Let me say something first about the relative stability of these wealth-to-income ratios over time, because five major developments should have led to higher ratios of wealth to income.

First, between 1983 and 2019, life expectancy at age 65 rose by 3.7 years for men and 2.6 years for women, so one would have expected workers to accumulate more wealth in order to support themselves over their longer period in retirement.

Second, Social Security replacement rates declined as the full retirement age moved from 65 to 67, and the growing prevalence of two-earner couples means that fewer households receive the spousal benefit.

Third, the shift from defined-benefit plans, where promised benefits are not included in SCF wealth, to 401(k)s, where the assets are included, would have been expected to increase the wealth-to-income ratio. 

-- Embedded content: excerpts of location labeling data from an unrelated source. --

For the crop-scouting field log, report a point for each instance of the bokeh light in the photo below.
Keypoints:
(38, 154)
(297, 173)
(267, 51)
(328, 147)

Fourth, rising healthcare costs should have led people to save more.

Finally, the significant decline in interest rates would have been expected to boost wealth accumulations. 

The stability of wealth-to-income ratios over the 13 SCF surveys between 1983 and 2019 – in the face of these five significant developments – indicates that people are less well prepared than in the past. If they were over-prepared in the past, they could be fine today. But if they were not over-prepared in 1983, then they are falling short today. 

But, I digress. Our issue is what happened between 2007 and 2019. The short story is that wealth-to-income ratios in 2019 are now in the middle of the pack, and have not returned to the boom levels of 2007 even though the housing and equity markets have reached new peaks. Is the problem that wealth has not been growing or that income has been growing “too fast”?     

The story varies significantly across the income spectrum (see Figures 2-4). For the bottom third, wealth holdings were devastated by the collapse in housing and still remain far below 2007 levels. For the middle third, wealth did not drop as precipitously and has recovered more. But wealth remains below 2007 levels, while incomes have risen – depressing wealth-to income-levels. For the top third, wealth has more than fully recovered, but incomes have risen faster – also holding wealth-to-income ratios in check.      

I think the bottom line is twofold. First, 2007 was a banner year and probably should not serve as the standard for recovery. Second, the collapse of the housing and equity markets did an enormous amount of damage from which it takes a really long time to recover.